Ceppi di aviaria spediti in Italia per posta. Accordi tra scienziati e aziende. L’inchiesta segreta dei Nas e della procura di Roma ipotizza un vero e proprio traffico illegale. E nel registro degli indagati c’è un nome eccellente: quello di Ilaria Capua, virologa di fama e deputato. Che respinge le accuse.

Creano le epidemie, fomentano la paura e poi ti vendono la presunta cura, che magari non funziona nemmeno.

Dentro, in una confezione termica, alcuni cubetti di ghiaccio molto speciali: contengono uno dei virus dell’aviaria, l’epidemia che dieci anni fa ha scatenato il panico in tutto il pianeta. Quando il postino lo consegna, il destinatario è assente: è il manager italiano di una grande azienda veterinaria. La moglie lo chiama al telefono: «Cosa devo farci?». «Mettilo subito nel congelatore». Sembra il copione di un film apocalittico, con la malattia trasmessa da continente a continente scavalcando tutti i controlli.
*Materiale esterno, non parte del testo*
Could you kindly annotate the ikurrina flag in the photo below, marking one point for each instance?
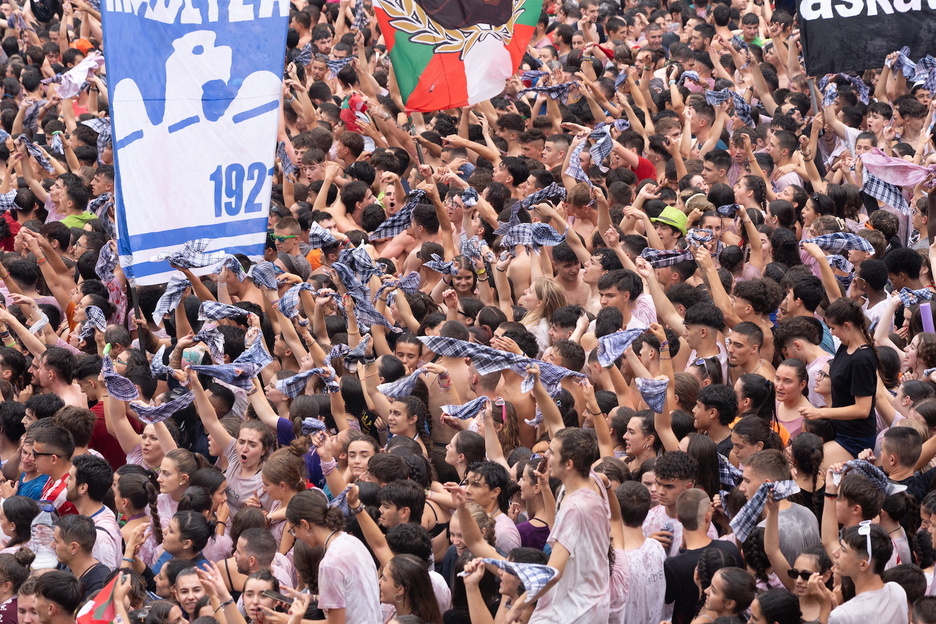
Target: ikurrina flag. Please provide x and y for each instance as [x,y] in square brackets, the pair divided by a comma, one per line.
[452,53]
[99,609]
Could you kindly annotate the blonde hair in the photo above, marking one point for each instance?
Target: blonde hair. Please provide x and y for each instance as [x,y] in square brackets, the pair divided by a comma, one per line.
[551,296]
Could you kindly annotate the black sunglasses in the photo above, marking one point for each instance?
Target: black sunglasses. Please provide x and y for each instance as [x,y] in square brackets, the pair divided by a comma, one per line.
[803,574]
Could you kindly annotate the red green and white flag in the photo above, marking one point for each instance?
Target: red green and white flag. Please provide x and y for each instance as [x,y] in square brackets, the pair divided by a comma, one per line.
[454,53]
[100,609]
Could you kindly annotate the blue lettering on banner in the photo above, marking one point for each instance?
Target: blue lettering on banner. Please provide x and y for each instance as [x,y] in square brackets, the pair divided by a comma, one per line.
[195,89]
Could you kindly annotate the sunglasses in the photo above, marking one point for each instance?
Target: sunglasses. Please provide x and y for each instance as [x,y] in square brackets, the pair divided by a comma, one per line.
[801,574]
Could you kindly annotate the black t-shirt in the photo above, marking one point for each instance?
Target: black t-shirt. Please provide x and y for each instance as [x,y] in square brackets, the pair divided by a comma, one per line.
[681,589]
[854,375]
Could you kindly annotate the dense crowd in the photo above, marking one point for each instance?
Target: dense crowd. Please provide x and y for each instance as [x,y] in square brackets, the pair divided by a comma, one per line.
[647,337]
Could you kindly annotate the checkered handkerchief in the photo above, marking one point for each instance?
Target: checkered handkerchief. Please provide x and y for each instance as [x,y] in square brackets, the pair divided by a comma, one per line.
[398,223]
[264,275]
[467,410]
[612,346]
[95,320]
[837,242]
[215,311]
[289,302]
[912,297]
[192,255]
[439,265]
[659,258]
[152,414]
[402,387]
[320,237]
[212,338]
[552,192]
[653,391]
[748,516]
[534,576]
[231,263]
[891,194]
[117,385]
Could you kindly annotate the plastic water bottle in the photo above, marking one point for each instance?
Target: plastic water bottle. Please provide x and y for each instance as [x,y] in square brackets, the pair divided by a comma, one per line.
[41,541]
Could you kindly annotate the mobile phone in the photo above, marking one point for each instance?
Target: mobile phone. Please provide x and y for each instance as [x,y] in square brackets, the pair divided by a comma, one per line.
[278,596]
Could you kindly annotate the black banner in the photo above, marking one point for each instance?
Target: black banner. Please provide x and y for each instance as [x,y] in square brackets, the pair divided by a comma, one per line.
[854,35]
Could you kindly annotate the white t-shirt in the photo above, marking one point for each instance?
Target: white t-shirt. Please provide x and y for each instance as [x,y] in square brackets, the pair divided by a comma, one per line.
[506,535]
[348,580]
[581,596]
[888,606]
[638,586]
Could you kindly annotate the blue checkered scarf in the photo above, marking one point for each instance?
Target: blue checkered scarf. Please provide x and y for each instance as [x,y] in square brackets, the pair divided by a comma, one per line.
[360,16]
[552,192]
[158,367]
[837,242]
[336,65]
[311,426]
[100,125]
[612,346]
[106,264]
[470,197]
[659,258]
[95,320]
[409,284]
[533,236]
[358,354]
[215,311]
[741,106]
[402,387]
[320,237]
[872,473]
[117,385]
[152,414]
[289,167]
[289,302]
[467,410]
[534,576]
[653,391]
[748,516]
[212,338]
[857,83]
[891,194]
[295,385]
[398,223]
[264,275]
[305,56]
[232,264]
[33,150]
[555,92]
[912,297]
[439,265]
[192,255]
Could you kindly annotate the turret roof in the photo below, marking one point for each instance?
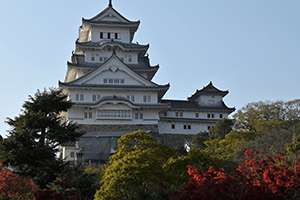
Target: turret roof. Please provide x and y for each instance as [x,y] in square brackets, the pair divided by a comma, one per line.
[208,90]
[193,105]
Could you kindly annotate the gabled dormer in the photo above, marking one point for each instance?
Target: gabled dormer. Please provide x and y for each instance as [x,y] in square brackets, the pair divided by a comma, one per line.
[108,25]
[209,96]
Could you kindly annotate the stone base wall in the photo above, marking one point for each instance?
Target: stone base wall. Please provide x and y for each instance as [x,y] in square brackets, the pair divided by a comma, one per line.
[104,128]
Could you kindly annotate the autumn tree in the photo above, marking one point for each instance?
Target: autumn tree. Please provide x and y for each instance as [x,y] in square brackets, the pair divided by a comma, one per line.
[35,135]
[140,162]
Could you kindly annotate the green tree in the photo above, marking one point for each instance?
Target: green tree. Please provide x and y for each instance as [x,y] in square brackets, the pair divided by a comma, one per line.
[140,162]
[247,117]
[35,135]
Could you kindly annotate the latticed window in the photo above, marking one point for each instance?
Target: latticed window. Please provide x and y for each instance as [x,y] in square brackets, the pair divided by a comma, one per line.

Invece è uno degli episodi choc descritti in un’inchiesta top secret della procura di Roma sul traffico internazionale di virus, scambiati da ricercatori senza scrupoli e dirigenti di industrie farmaceutiche: tutti pronti ad accumulare soldi e fama grazie alla paura delle epidemie. Questa indagine svela il retroscena dell’emergenza sanitaria provocata dall’aviaria in Italia. E si scopre che i ceppi delle malattie più contagiose per gli animali e, in alcuni casi, persino per gli uomini viaggiano da un Paese all’altro, senza precauzioni e senza autorizzazioni. Esistono trafficanti disposti a pagare decine e decine di migliaia di euro pur di impadronirsi degli agenti patogeni: averli prima permette di sviluppare i vaccini battendo la concorrenza.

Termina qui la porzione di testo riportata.